Market interest rates are driven by benchmark rates such as the Federal funds rate. The Fed funds rate, or the rate at which banks lend money to one another, is determined by the rate at which the Federal Reserve pays banks interest. At a certain point, it becomes more advantageous for a bank to use the reduction of fees and charges as a marketing tool to lure new deposits, rather than as a way to increase profits.

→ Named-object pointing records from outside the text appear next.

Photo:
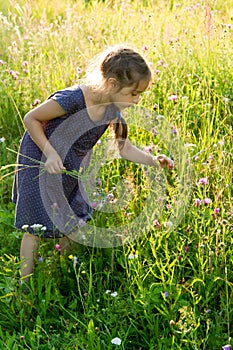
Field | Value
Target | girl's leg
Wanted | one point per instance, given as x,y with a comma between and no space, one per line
28,252
65,245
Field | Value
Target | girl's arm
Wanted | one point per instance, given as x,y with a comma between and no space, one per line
136,155
33,120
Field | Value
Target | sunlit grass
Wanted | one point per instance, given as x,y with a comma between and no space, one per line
174,287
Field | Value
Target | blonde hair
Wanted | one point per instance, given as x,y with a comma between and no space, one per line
127,67
120,62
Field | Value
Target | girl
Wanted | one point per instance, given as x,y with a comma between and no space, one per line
114,81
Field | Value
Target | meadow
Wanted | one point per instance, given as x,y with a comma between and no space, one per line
172,286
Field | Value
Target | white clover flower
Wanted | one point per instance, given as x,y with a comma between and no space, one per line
116,341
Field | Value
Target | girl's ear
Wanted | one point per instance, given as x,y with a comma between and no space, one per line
113,84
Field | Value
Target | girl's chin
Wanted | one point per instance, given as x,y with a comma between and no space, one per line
122,106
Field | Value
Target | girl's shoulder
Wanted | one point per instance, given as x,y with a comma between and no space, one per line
71,99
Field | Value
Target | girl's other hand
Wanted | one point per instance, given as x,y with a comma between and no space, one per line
165,162
54,164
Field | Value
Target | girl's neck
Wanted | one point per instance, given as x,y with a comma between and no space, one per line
93,98
95,103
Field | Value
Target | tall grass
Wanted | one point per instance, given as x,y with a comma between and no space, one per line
174,288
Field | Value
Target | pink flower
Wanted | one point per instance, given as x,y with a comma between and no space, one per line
173,97
206,201
82,222
197,202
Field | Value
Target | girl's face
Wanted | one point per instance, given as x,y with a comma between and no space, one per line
129,95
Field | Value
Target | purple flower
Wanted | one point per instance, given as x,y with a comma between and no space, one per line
82,222
197,202
226,347
173,97
216,210
148,149
203,181
206,201
156,224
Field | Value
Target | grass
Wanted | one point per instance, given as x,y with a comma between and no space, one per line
174,286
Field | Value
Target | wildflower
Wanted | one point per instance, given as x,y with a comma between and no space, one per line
82,222
168,224
206,201
156,224
173,97
197,202
78,70
75,260
173,130
99,182
36,102
132,256
36,226
116,341
54,205
226,347
226,100
203,181
154,132
148,149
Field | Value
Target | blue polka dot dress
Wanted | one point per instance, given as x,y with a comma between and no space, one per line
50,204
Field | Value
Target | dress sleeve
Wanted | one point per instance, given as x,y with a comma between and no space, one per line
70,99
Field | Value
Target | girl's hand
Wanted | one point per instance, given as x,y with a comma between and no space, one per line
54,163
165,162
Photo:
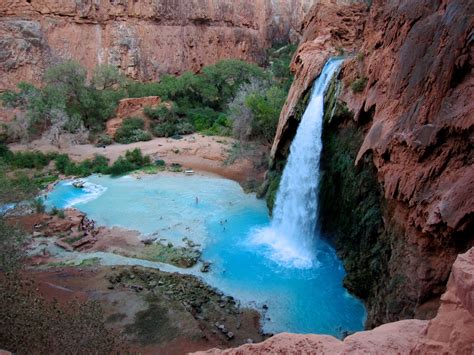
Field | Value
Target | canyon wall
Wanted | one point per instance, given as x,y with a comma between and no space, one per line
143,38
405,102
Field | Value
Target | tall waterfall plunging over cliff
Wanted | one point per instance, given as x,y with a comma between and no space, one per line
292,232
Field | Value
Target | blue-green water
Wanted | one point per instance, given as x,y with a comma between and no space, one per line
224,221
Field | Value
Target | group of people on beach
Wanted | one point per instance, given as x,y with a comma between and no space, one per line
88,225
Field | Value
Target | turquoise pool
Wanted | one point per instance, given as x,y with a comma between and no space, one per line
224,221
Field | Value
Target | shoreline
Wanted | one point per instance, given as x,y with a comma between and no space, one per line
203,154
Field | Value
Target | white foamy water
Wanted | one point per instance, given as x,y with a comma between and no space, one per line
291,236
89,192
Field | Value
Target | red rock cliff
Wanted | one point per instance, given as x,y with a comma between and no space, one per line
143,38
416,113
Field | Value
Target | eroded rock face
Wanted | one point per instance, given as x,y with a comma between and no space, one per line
416,114
131,107
143,38
450,332
328,28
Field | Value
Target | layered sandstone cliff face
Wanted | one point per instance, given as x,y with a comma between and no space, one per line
143,38
415,116
450,332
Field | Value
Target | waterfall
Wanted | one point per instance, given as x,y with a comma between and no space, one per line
291,236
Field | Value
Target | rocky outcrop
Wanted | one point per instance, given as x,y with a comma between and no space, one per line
329,28
450,332
131,107
408,91
143,38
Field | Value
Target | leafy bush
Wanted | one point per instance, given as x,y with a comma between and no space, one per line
137,158
133,160
121,166
62,161
38,205
176,168
160,163
103,140
16,187
11,248
166,122
29,160
359,84
31,325
131,131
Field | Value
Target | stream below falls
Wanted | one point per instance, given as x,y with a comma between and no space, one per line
300,298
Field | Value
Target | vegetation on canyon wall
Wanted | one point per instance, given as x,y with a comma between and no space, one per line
231,97
30,324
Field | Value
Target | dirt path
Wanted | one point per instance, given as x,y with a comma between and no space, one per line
195,151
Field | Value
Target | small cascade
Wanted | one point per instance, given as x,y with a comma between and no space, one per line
291,236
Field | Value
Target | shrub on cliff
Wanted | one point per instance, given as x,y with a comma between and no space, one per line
68,91
166,122
359,84
133,160
131,131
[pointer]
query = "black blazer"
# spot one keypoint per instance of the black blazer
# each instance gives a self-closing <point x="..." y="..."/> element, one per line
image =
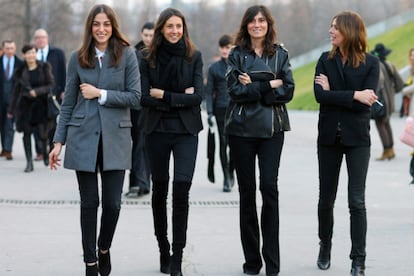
<point x="57" y="60"/>
<point x="337" y="106"/>
<point x="5" y="96"/>
<point x="188" y="105"/>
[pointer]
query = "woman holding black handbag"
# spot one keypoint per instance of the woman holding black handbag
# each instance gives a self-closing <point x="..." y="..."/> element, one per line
<point x="260" y="83"/>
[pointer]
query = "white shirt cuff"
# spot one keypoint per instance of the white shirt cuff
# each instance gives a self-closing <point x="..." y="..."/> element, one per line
<point x="102" y="98"/>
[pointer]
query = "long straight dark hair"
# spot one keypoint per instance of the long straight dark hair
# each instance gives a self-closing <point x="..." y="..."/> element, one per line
<point x="243" y="37"/>
<point x="158" y="36"/>
<point x="116" y="44"/>
<point x="352" y="27"/>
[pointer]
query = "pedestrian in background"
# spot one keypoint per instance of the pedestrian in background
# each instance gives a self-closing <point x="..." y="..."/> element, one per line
<point x="9" y="63"/>
<point x="103" y="83"/>
<point x="408" y="90"/>
<point x="29" y="102"/>
<point x="345" y="81"/>
<point x="407" y="107"/>
<point x="390" y="83"/>
<point x="172" y="87"/>
<point x="217" y="100"/>
<point x="56" y="58"/>
<point x="139" y="177"/>
<point x="260" y="84"/>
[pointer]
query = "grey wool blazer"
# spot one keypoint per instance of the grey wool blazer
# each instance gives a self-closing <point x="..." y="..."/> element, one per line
<point x="82" y="123"/>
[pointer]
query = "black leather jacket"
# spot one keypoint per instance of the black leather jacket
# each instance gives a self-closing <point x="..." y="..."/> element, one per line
<point x="256" y="109"/>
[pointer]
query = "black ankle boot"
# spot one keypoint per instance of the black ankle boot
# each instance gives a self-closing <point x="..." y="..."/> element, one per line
<point x="165" y="262"/>
<point x="28" y="153"/>
<point x="176" y="260"/>
<point x="104" y="261"/>
<point x="358" y="271"/>
<point x="29" y="166"/>
<point x="92" y="270"/>
<point x="324" y="258"/>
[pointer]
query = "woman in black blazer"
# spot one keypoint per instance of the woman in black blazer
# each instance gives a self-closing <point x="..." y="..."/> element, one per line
<point x="345" y="79"/>
<point x="172" y="83"/>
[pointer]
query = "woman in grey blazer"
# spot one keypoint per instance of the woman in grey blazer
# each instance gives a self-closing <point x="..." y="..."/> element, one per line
<point x="103" y="83"/>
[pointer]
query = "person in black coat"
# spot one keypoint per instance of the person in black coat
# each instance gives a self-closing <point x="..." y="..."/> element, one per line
<point x="217" y="99"/>
<point x="139" y="177"/>
<point x="56" y="58"/>
<point x="29" y="102"/>
<point x="260" y="83"/>
<point x="345" y="81"/>
<point x="9" y="63"/>
<point x="172" y="87"/>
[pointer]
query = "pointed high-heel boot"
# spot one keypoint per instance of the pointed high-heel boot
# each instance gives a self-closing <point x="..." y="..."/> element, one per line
<point x="91" y="270"/>
<point x="324" y="257"/>
<point x="358" y="271"/>
<point x="165" y="263"/>
<point x="104" y="263"/>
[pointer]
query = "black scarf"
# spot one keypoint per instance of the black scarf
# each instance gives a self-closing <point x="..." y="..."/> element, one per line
<point x="170" y="60"/>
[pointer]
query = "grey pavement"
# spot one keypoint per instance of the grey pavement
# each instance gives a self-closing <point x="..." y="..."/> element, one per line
<point x="40" y="232"/>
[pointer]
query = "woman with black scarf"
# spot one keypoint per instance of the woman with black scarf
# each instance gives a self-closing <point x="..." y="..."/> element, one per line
<point x="172" y="83"/>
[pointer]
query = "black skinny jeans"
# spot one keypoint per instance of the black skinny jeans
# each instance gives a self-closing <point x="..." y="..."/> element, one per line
<point x="244" y="151"/>
<point x="357" y="159"/>
<point x="225" y="159"/>
<point x="112" y="183"/>
<point x="184" y="150"/>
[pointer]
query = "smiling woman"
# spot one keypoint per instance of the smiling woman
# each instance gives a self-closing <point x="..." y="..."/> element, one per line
<point x="101" y="31"/>
<point x="102" y="85"/>
<point x="172" y="87"/>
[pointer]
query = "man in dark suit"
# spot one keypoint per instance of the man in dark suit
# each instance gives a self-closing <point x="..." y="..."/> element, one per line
<point x="139" y="177"/>
<point x="9" y="62"/>
<point x="56" y="58"/>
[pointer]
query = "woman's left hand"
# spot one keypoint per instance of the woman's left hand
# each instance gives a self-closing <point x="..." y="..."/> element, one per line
<point x="323" y="81"/>
<point x="89" y="91"/>
<point x="157" y="93"/>
<point x="244" y="79"/>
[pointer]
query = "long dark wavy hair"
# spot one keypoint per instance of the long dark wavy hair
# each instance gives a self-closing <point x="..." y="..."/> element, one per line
<point x="352" y="27"/>
<point x="158" y="36"/>
<point x="243" y="37"/>
<point x="116" y="44"/>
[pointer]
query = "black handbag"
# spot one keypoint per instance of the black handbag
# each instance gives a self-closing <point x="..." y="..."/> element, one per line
<point x="53" y="107"/>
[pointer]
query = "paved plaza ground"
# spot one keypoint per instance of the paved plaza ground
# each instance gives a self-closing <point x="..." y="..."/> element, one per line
<point x="40" y="232"/>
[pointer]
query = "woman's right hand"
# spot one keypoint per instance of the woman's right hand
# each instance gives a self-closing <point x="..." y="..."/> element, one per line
<point x="366" y="96"/>
<point x="54" y="160"/>
<point x="244" y="79"/>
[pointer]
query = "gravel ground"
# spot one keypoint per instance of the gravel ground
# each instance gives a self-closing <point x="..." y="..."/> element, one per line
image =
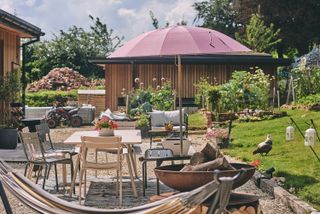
<point x="268" y="204"/>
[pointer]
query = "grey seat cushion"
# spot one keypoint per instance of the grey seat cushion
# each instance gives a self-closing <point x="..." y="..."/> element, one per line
<point x="157" y="118"/>
<point x="174" y="117"/>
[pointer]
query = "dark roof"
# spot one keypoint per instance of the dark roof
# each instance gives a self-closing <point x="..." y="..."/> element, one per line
<point x="198" y="59"/>
<point x="19" y="24"/>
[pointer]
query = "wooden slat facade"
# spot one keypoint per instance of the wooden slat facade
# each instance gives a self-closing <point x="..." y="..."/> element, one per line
<point x="119" y="76"/>
<point x="9" y="53"/>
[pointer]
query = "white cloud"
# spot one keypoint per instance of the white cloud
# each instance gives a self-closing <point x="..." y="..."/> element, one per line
<point x="128" y="18"/>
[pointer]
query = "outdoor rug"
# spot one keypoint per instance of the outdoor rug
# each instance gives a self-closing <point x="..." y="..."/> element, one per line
<point x="102" y="194"/>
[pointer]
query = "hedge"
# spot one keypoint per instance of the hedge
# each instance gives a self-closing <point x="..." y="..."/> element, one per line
<point x="48" y="98"/>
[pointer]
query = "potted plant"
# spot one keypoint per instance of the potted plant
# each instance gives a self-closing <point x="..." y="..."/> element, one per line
<point x="106" y="126"/>
<point x="143" y="124"/>
<point x="9" y="91"/>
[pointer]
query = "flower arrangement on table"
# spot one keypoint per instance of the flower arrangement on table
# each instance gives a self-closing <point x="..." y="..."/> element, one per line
<point x="219" y="136"/>
<point x="105" y="126"/>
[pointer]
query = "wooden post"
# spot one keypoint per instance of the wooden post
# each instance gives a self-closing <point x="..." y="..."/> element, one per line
<point x="273" y="96"/>
<point x="278" y="94"/>
<point x="127" y="104"/>
<point x="180" y="102"/>
<point x="292" y="88"/>
<point x="174" y="100"/>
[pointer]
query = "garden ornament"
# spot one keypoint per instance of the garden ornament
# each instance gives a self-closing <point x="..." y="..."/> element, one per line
<point x="289" y="133"/>
<point x="304" y="136"/>
<point x="309" y="137"/>
<point x="264" y="147"/>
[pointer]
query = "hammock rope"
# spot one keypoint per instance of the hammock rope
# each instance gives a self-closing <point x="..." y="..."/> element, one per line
<point x="43" y="202"/>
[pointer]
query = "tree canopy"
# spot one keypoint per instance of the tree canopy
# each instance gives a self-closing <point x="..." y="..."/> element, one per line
<point x="219" y="15"/>
<point x="258" y="36"/>
<point x="298" y="20"/>
<point x="72" y="48"/>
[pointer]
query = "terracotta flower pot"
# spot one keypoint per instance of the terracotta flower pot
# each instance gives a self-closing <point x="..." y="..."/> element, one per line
<point x="106" y="132"/>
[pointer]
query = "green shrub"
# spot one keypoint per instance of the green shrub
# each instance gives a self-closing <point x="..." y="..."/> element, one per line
<point x="143" y="121"/>
<point x="202" y="96"/>
<point x="162" y="99"/>
<point x="48" y="98"/>
<point x="310" y="99"/>
<point x="306" y="80"/>
<point x="246" y="90"/>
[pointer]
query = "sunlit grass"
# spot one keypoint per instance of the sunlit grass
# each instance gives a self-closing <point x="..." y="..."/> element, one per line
<point x="292" y="160"/>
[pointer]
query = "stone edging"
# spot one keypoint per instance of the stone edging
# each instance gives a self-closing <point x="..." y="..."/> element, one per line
<point x="271" y="187"/>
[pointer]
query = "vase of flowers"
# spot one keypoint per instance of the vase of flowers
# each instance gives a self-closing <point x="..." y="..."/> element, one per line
<point x="105" y="126"/>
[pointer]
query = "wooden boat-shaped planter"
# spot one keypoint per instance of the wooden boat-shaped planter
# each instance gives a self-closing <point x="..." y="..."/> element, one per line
<point x="171" y="176"/>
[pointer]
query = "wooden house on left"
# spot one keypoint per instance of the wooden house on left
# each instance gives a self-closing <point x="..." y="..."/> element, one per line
<point x="15" y="35"/>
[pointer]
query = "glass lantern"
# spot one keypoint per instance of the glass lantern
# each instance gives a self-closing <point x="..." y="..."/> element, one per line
<point x="289" y="133"/>
<point x="309" y="137"/>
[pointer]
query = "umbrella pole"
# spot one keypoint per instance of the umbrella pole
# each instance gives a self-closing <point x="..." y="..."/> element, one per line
<point x="180" y="103"/>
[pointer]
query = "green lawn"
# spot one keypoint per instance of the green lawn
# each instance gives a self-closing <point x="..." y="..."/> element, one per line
<point x="291" y="160"/>
<point x="197" y="121"/>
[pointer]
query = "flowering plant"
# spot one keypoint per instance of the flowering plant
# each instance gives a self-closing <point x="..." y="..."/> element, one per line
<point x="105" y="122"/>
<point x="216" y="133"/>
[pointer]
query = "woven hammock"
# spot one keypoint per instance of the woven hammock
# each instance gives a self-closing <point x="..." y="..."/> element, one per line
<point x="43" y="202"/>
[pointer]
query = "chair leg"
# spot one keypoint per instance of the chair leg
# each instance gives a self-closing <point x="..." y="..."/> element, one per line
<point x="29" y="174"/>
<point x="48" y="173"/>
<point x="25" y="169"/>
<point x="80" y="184"/>
<point x="117" y="183"/>
<point x="85" y="184"/>
<point x="143" y="179"/>
<point x="72" y="173"/>
<point x="56" y="176"/>
<point x="120" y="194"/>
<point x="45" y="177"/>
<point x="39" y="171"/>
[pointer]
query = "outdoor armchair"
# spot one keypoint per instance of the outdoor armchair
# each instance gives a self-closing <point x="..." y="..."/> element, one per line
<point x="36" y="155"/>
<point x="43" y="202"/>
<point x="44" y="135"/>
<point x="106" y="144"/>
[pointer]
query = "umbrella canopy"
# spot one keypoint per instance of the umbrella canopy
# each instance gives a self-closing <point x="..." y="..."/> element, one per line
<point x="179" y="40"/>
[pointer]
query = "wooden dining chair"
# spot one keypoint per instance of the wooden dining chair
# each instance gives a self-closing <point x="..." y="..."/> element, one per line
<point x="107" y="144"/>
<point x="36" y="155"/>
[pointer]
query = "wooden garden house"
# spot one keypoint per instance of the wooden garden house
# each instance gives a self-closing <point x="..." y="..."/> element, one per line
<point x="204" y="53"/>
<point x="12" y="30"/>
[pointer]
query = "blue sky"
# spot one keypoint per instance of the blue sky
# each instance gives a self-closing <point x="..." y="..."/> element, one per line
<point x="128" y="18"/>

The results of Table 4 show that all the reported equations satisfy the requirements of a good GMM model (for details see Appendix 1). It can be seen from Table 2 that, for each country, we have a panel dataset and the entire dataset is made up of a panel of panels of 1122 banks with data spread over twenty-five years from 1996 to 2020. It must be mentioned that we do face the problem of missing data for some of the variables that we employ in our models.

Commercial banks’ main targets are to hold customer deposits for longer periods and give out loans to potential borrowers, which requires very low employee compensation and involvement. The bank has to pay interest on its customer deposits because money has got time value attached to it. Therefore, the interest rate paid to customers is usually lower than what they charge on loans given.

Fee
income has accounted for most of the growth in noninterest income
since it was first measured in 1991. Almost 50 percent of the increase
in noninterest income nationally is due to heightened levels of
fee income. From a macroeconomics policy point of view, monetary policy (as captured by MONEY) plays a far more important role as far as bank stability is concerned. An increase in money supply seems to have a positive impact on bank stability when we consider all countries together. As stated earlier, the traditional transmission channel of monetary policy, which was the norm pre-GFC, depended on the central banks control over reserve requirements and the money multiplier (Albertazzi et al., 2021).

Diversified banks with a balanced approach to earning income become less reliant on interest rate fluctuations. How these trends of apparent interest replacement will play out if interest rates increase from historically low levels remains to be seen. Upgrading to a paid membership gives you access to our extensive collection of plug-and-play Templates designed to power your performance—as well as CFI’s full course catalog and accredited Certification Programs. Get instant access to lessons taught by experienced private equity pros and bulge bracket investment bankers including financial statement modeling, DCF, M&A, LBO, Comps and Excel Modeling. Where i relates to the cross-section unit and t relates to time; x is a vector of financial variables and macroeconomic variables used as controls; eit, the disturbance is made up fixed effects, µi and shocks, uit. Regulations will attempt to reduce certain fees, for example, exchange fees for debit cards or account fees.